Delegate speaks in a debate on crimes against humanity at UN

UNITED NATIONS:

Pakistan on Friday called “unacceptable” the collective punishment of Gaza’s entire Palestinian population by Israeli Occupation forces, saying it amounts to “war crimes and crimes against humanity”.

“Major crimes against humanity are being committed even as we speak, in Palestine, in Occupied Jammu and Kashmir and in other situations of oppression, occupation and violence,” Pakistani delegate Rabia Ijaz told the General Assembly’s Sixth (legal) Committee).

Ms. Ijaz, a second secretary at the Pakistan Mission to the UN, was speaking in a debate on crimes against humanity in which speakers spotlighted the need for a universal instrument on preventing and punishing those crimes in the midst of geopolitical confrontations, including the recent Israeli-Palestinian conflict.

Pakistan, she said, was deeply concerned by the rapidly deteriorating and dire humanitarian situation in Gaza due to the indiscriminate aerial bombardment, including of civilian and even protected UN targets.”

 

 

In addition to those actions, the Pakistani delegate said that the “inhumane blockade of food, fuel and medicines, as collective punishment of the entire Palestinian population of Gaza by Israeli Occupation forces, were unacceptable”.

“The current cycle of aggression and violence is a sad reminder and a direct consequence of over seven decades of illegal Israeli occupation, aggression, and disrespect for international law, including UNSC (Un Security Council) resolutions that recognize the inalienable right to self-determination of the Palestinian people.,” Ms.

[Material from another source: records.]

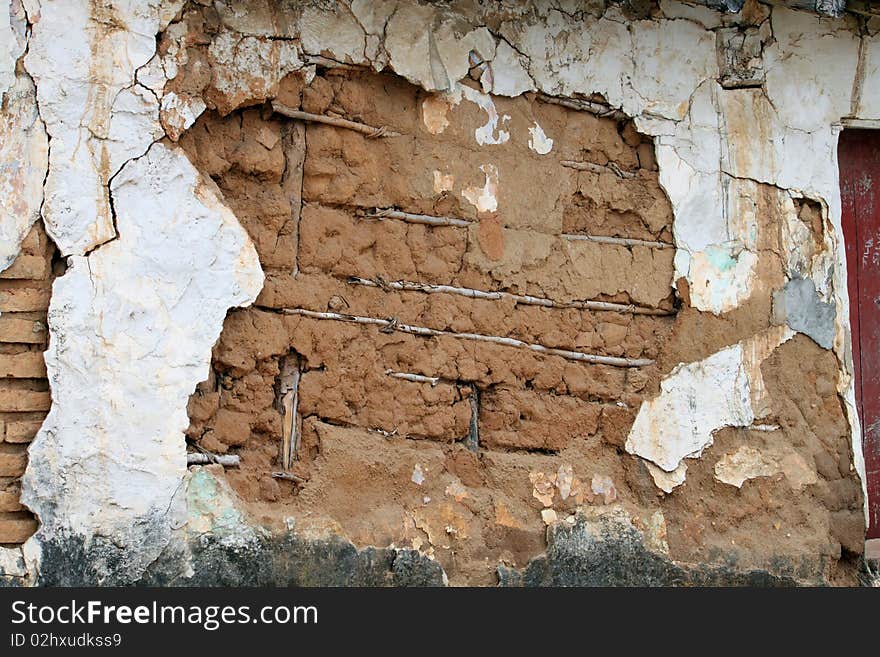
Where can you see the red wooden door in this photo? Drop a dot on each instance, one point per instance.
(859, 156)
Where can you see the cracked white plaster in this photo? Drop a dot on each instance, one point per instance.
(697, 399)
(484, 198)
(507, 74)
(319, 27)
(24, 145)
(132, 327)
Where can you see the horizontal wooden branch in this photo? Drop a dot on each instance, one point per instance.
(204, 458)
(621, 241)
(368, 130)
(598, 168)
(289, 476)
(426, 219)
(526, 300)
(393, 325)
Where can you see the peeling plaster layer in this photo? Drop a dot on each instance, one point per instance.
(132, 326)
(748, 462)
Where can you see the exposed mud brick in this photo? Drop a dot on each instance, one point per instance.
(13, 460)
(522, 419)
(547, 265)
(14, 400)
(28, 267)
(26, 365)
(335, 241)
(9, 497)
(16, 527)
(411, 409)
(257, 164)
(21, 431)
(615, 423)
(14, 328)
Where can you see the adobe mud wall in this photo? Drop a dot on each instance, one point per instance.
(541, 294)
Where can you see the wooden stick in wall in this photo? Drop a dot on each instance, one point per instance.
(371, 132)
(391, 325)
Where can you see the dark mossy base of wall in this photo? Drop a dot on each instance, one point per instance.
(588, 552)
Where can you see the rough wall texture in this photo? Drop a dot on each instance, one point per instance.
(449, 370)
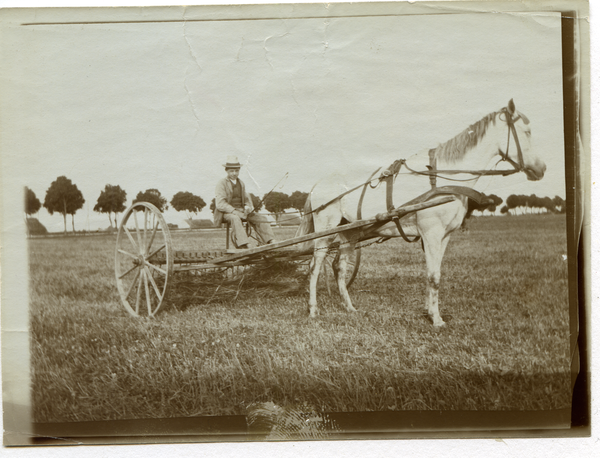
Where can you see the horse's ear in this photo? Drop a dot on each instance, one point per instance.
(511, 107)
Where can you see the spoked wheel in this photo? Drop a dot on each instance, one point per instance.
(351, 270)
(143, 259)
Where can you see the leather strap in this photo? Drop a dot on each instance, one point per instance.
(403, 234)
(432, 168)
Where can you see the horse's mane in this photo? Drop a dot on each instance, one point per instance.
(457, 147)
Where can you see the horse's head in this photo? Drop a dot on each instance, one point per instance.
(517, 149)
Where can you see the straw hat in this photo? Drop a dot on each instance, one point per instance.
(232, 163)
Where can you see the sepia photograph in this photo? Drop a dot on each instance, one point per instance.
(293, 222)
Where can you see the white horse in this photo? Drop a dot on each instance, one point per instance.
(465, 158)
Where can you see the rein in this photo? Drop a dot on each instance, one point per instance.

Ijaz said.

“The international community must work together for a just, comprehensive and lasting two-state solution with a viable, sovereign and contiguous State of Palestine on the basis of pre-1967 borders, with Al Quds Al-Sharif as its capital.

“Peace in the Middle East will remain elusive in the absence of such a solution,” the Pakistani delegate added. In her remarks, Ms. Ijaz also underscored the necessity for global cooperation to eradicate impunity for culprits and to ascertain justice for victims.

While the International Law Commission’s draft articles serve as “an instrumental kick-off point” on this issue, she emphasized that it is too soon to establish any solid conclusions regarding their essence and layout. Discussions on their content — like those held during the April resumed session — are valuable but show that a certain degree of disparity between viewpoints remains.